By Marc R. Masferrer, University Communications and Marketing
Whether he’s playing George Washington in “Hamilton,” performing in an opera or writing for “The Daily Show,” actor-singer-writer-producer Jonathan Kirkland, who spoke — and sang — during an appearance at the University of South Florida Sarasota-Manatee campus on Monday, said it’s vital he knows his part, that he has done his research, when he takes a stage to entertain an audience.
For example, while reading up on Washington after being cast in 2016 in the Chicago Company’s production of “Hamilton,” the hit musical about Founding Father Alexander Hamilton, Kirkland said he learned that the general was energized by battle, which Kirkland said he used to inform his performance.
So, when Kirkland, as Washington, sang “Right-Hand Man,” which takes place during a battle scene, he said he could “envision bullets whizzing by my ears because I did my research.”
Kirkland offered this and other insights about his artistic career during a presentation at the Selby Auditorium sponsored by the Florida Center for Partnerships in Arts-Integrated Teaching, or PAInT. The next day, Kirkland, who got his start in show business as an opera singer, answered more questions about his life and career during a second virtual presentation sponsored by PAInT.
“It’s super important to have actors like Jonathan here because students seeing people who are doing it, is the way they can become it, and that experience is invaluable,” said Chris Garvin, dean of USF’s College of the Arts, who came from Tampa to listen to Kirkland. “As great as our professors are here, they can never simulate what Jonathan does.”
Several campus faculty and staff were in attendance Monday, but the highlight of Kirkland’s appearance was his interactions with theater students from Rowlett Middle Academy, a charter school in Bradenton. The students were welcomed to campus but Sarasota-Manatee Regional Chancellor Karen Holbrook.
Several of the Rowlett students recited monologues and poems, and Kirkland offered praise and some coaching on how they could improve their performances. He suggested that Ash Hernandez, a seventh-grader, shift her attention to different places in the audience as she performed the three distinct chapters in “Clique Quilt,” a monologue she wrote about the social castes that make up middle school life.
“His advice was very useful,” Ash said.
During a conversation with PAInT Director Denise Davis-Cotton, Kirkland said it was vital for performers, regardless of their age or experience level, to own their stage, to give their audiences the best they have to give.

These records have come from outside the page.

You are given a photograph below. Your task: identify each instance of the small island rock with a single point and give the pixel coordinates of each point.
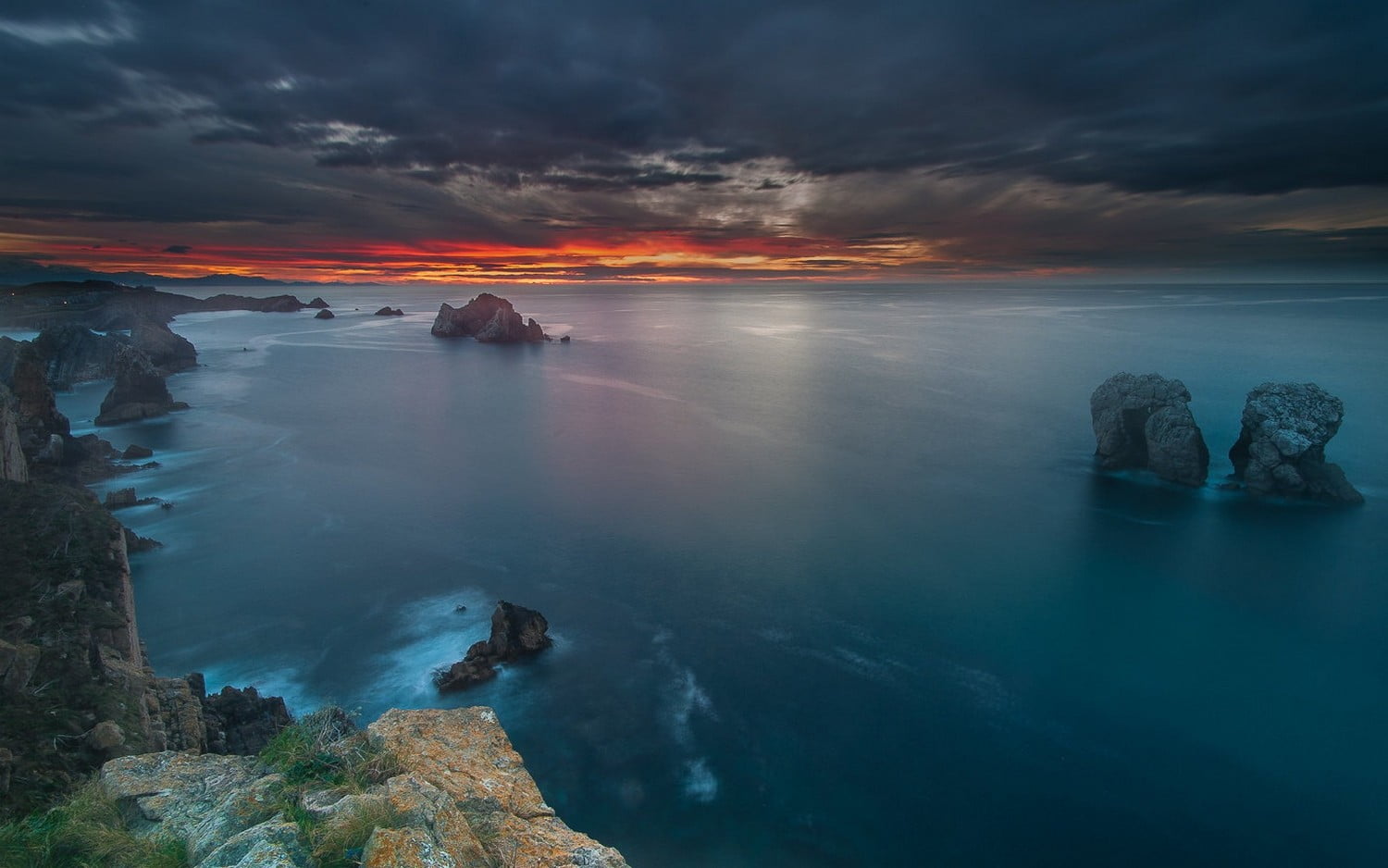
(1282, 448)
(1143, 421)
(139, 391)
(489, 319)
(515, 632)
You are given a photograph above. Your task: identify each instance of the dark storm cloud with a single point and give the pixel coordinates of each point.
(1230, 97)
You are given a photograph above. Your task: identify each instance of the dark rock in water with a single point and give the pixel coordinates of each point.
(1282, 448)
(135, 452)
(139, 391)
(167, 350)
(489, 319)
(119, 498)
(515, 632)
(242, 721)
(1143, 421)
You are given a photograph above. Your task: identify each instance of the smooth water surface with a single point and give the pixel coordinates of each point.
(830, 574)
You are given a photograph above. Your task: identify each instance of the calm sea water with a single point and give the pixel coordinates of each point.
(832, 578)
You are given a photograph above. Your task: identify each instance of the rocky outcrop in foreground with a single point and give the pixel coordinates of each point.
(1144, 422)
(460, 798)
(75, 688)
(139, 391)
(489, 319)
(515, 632)
(1282, 448)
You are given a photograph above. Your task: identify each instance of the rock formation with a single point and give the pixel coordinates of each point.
(1282, 448)
(461, 798)
(13, 465)
(515, 632)
(167, 350)
(139, 391)
(75, 687)
(488, 318)
(1143, 421)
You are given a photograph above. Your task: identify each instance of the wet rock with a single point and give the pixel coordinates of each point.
(488, 318)
(139, 391)
(515, 632)
(135, 452)
(1144, 422)
(119, 499)
(167, 350)
(1282, 446)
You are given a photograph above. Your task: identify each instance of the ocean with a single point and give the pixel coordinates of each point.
(830, 573)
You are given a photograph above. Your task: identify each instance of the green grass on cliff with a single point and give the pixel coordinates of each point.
(86, 831)
(327, 750)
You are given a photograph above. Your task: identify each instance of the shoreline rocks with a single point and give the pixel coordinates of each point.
(515, 632)
(489, 319)
(1282, 446)
(1144, 422)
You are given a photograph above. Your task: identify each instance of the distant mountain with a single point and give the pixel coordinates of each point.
(19, 271)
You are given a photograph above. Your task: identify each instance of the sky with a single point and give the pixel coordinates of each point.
(408, 141)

Just as important, he said, is to pursue any and all interests you might have, which Kirkland said has been key to his success in varied artistic fields.
“I always had the confidence to go against the grain. None of us is monolithic,” Kirkland said. “It’s important to invest yourself in all of your interests.”
Kirkland demonstrated his versatility during the presentation. He and Davis-Cotton performed a scene from a film script he is writing, and Kirkland sang the jazz standard, “Misty,” “Make Them Hear You,” from the musical “Ragtime,” and from “Hamilton,” “Right-Hand Man,” a song he has performed more than 500 times on stage.
Kirkland acknowledged that George Washington is his best-known role to date, but he also said he has been “blessed” to have a consistent career on stage, as well as in TV and film. He also writes and produces his own work, and despite the ups and downs of show business, he always aims to find his own peace. He is that confident in his talent.
“I know that I am dope,” Kirkland said. “I know that what I do on this planet, no one else can do. … I let my work speak for me.”